[mvapich-discuss] help getting multirail working
Jimmy Tang
jtang at tchpc.tcd.ie
Fri Apr 14 12:18:51 EDT 2006
Hi Abhinav,
I didn't realise that it was possible to have more than one HCA in
a machine, the last time I checked with our IB vendor, the drivers
could only handle one HCA on a machine. I guess my last post was kinda
pointless.
Out of curiosity, is there a list of HCA's that are capable of the
function that James is looking for? ( more than one HCA in one machine )
Jim.
On Fri, Apr 14, 2006 at 11:52:30AM -0400, Abhinav Vishnu wrote:
> Hi James,
>
> Thanks for using multirail MVAPICH and reporting the problem.
>
> There are various parameters which are used to define the number of
> ports/HCA and number of HCAs to be used for communication. By default,
> the number of ports is 2. This can be changed using environment variable
> NUM_PORTS. Since you are using one port/HCA and two HCAs, i would
> recommend using NUM_PORTS=1 and NUM_HCAS=2.
>
> Please let me know if the problem persists.
>
> With best regards,
>
> -- Abhinav
> -------------------------------
> Abhinav Vishnu,
> Graduate Research Associate,
> Department Of Comp. Sc. & Engg.
> The Ohio State University.
> -------------------------------
>
> On Fri, 14 Apr 2006, James T Klosowski wrote:
>
> > Hi,
> >
> > I'm trying to get the multirail feature working but have not had any
> > success. I have not found much documentation on how to do it. If you can
> > point me to some, I'd appreciate it.
> >
> >
> > My current configuation is simply 2 nodes, each with 2 HCAs (MT23108). I
> > downloaded the MVPAICH 0.9.7 version (for VAPI) and compiled it using the
> > TopSpin stack (3.1.0-113).
> >
> > I'm running on RHEL 4 U1 machines. In one machine, both HCAs are on
> > differnt PCI-X 133 buses, in the other machine one HCA is on a 133 bus and
> > the other is on a 100Hz bus.
> >
> >
> > I first compiled using make.mvapich.vapi and was able to run the OSU
> > benchmarks without any problems.
> >
> > I then compiled successfully using make.mvapich.vapi_multirail, but when I
> > tried to run the OSU benchmaks, I get VAPI_RETRY_EXC_ERR midway through
> > the benchmark, ... presumably when the code is finally trying to use the
> > 2nd rail.
> >
> > Below is the output of my benchmark run.
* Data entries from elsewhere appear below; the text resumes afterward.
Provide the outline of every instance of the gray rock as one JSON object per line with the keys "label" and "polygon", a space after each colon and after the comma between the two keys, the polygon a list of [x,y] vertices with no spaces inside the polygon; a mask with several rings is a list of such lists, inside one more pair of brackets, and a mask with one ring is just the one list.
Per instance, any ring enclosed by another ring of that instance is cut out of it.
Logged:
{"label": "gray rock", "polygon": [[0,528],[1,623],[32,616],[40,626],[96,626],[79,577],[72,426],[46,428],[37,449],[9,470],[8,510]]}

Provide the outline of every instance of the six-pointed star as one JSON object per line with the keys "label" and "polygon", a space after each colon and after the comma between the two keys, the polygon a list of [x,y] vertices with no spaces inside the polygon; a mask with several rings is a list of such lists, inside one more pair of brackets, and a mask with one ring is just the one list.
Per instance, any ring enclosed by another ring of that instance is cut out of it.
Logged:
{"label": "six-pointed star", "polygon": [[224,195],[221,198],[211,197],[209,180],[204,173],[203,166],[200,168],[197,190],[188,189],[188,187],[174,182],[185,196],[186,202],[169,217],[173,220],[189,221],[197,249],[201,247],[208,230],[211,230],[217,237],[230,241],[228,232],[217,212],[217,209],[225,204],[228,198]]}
It is consistent in that it will
> > always fail after the 4096 test. Again, using the version compiled
> > without mulitrail support works just fine (without changing anything other
> > than the version of mvapich I'm using).
> >
> > If you have any suggestions on what to try, I'd appreciate it. I'm not
> > exactly sure how I should set up the IP addresses... so I included that
> > information below too. I am using only one port on each of the two HCAs,
> > and all four cables connect to the same TopSpin TS120 switch.
> >
> > I suspect a configuration problem on my part, but short of that, I was
> > also thinking of trying the IBGD code from Mellanox.
> >
> >
> > Thanks in advance!
> >
> > Jim
> >
> >
> >
> > ./mpirun_rsh -rsh -np 2 -hostfile /root/hostfile
> > /root/OSU-benchmarks/osu_bw
> >
> > # OSU MPI Bandwidth Test (Version 2.2)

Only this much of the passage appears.